Yesterday, advocacy groups joined with progressive lawmakers to demand Republicans stop cutting essential social services, including Medicare and the food assistance program SNAP, which was recently slashed after being increased during the pandemic. This is Apryl Lewis from Action North Carolina.
Apryl Lewis: “Conservatives are trying to increase costs, paperwork and bureaucracy that will only put families like mine at risk of losing access to food assistance and increasing the risk of homelessness, because the same conservatives are increasing costs for low-income families by — excuse me, by protecting tax loopholes for the wealthy. These wealthy stakeholders and corporations should pay their fair share, and by reversing the Trump tax cuts alone would save $2 trillion.”
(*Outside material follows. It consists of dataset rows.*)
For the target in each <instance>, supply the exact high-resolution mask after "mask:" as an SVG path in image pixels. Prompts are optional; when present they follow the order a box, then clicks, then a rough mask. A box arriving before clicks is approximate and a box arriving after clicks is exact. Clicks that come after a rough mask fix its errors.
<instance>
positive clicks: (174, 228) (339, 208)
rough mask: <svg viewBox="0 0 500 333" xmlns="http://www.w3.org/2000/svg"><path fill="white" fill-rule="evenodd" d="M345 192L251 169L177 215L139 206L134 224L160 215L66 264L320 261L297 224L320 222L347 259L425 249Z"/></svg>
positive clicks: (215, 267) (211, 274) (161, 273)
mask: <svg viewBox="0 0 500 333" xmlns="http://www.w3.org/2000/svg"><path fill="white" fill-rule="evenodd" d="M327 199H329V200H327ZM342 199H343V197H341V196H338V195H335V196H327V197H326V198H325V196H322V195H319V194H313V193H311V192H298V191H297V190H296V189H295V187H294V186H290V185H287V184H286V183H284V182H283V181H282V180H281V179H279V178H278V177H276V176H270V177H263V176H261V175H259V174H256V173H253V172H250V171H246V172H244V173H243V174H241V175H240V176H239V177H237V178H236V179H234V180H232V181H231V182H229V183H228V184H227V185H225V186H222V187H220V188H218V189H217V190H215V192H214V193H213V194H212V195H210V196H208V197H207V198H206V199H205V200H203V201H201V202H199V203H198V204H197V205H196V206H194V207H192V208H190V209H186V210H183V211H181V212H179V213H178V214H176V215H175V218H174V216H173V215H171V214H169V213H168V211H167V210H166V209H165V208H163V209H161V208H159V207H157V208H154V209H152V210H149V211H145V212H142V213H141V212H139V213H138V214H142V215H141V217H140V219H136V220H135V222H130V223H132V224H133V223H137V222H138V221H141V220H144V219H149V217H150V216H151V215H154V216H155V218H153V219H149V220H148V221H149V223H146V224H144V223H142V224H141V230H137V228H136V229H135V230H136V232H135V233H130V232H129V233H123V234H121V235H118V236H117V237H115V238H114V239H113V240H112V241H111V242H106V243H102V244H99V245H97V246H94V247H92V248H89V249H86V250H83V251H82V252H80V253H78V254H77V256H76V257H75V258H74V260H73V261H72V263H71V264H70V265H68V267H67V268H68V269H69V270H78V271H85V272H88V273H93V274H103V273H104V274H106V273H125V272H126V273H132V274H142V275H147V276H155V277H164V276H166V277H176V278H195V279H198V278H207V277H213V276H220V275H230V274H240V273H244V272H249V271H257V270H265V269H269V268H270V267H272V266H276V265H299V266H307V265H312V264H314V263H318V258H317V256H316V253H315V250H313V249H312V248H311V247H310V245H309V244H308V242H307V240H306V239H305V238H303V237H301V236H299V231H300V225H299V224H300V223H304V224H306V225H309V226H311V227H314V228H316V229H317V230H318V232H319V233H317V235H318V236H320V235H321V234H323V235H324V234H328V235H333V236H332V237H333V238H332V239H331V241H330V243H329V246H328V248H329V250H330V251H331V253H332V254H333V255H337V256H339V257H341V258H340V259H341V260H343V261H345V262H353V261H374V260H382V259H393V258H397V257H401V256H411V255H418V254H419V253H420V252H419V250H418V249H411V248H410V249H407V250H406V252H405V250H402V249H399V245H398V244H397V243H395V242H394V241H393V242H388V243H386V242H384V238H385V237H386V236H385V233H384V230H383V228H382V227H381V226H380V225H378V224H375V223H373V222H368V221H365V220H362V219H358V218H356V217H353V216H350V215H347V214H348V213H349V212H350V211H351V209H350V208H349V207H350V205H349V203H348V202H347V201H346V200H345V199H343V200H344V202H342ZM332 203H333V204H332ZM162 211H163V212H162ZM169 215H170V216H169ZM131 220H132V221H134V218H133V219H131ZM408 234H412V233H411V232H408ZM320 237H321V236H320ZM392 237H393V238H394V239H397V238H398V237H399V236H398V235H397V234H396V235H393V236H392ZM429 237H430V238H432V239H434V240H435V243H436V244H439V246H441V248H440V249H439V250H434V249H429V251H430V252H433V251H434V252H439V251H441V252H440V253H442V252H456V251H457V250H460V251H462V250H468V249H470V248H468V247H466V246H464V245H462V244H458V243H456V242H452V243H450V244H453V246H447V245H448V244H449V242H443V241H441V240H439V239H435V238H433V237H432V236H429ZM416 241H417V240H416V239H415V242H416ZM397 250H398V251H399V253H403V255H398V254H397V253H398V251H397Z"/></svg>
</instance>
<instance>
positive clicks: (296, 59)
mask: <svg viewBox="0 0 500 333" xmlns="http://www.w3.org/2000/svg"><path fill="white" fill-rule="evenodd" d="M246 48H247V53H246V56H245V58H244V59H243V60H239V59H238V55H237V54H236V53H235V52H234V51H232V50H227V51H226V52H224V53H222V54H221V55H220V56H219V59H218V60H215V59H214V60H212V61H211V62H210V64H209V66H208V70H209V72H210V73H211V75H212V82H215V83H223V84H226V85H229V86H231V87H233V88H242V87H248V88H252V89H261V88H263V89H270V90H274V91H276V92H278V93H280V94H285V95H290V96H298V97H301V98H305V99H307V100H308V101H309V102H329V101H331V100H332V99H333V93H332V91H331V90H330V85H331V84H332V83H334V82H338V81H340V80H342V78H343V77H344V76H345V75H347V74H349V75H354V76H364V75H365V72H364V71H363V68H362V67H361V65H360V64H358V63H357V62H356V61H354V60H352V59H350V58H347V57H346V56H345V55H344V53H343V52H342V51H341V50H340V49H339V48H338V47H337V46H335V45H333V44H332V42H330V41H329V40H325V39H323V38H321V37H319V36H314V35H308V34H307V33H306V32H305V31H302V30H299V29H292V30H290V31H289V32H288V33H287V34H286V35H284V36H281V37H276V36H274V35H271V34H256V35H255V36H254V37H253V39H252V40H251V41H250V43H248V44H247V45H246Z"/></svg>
A Maryland appeals court has reinstated the murder conviction of Adnan Syed, less than six months after prosecutors in Baltimore dropped charges against Syed last October, asserting he was “wrongly convicted.” Syed was released from prison in September following 23 years behind bars over the 1999 murder of his ex-girlfriend, Hae Min Lee. The appeals court on Tuesday ordered a new hearing on Syed’s conviction, saying the rights of Hae Min Lee’s brother, Young Lee, had been violated when he wasn’t given adequate notice to travel from California to attend last year’s proceedings in Maryland in person. Syed will not be taken back into custody while awaiting the new hearing. The case gained national attention in 2014 when it was featured on the hugely popular podcast “Serial.”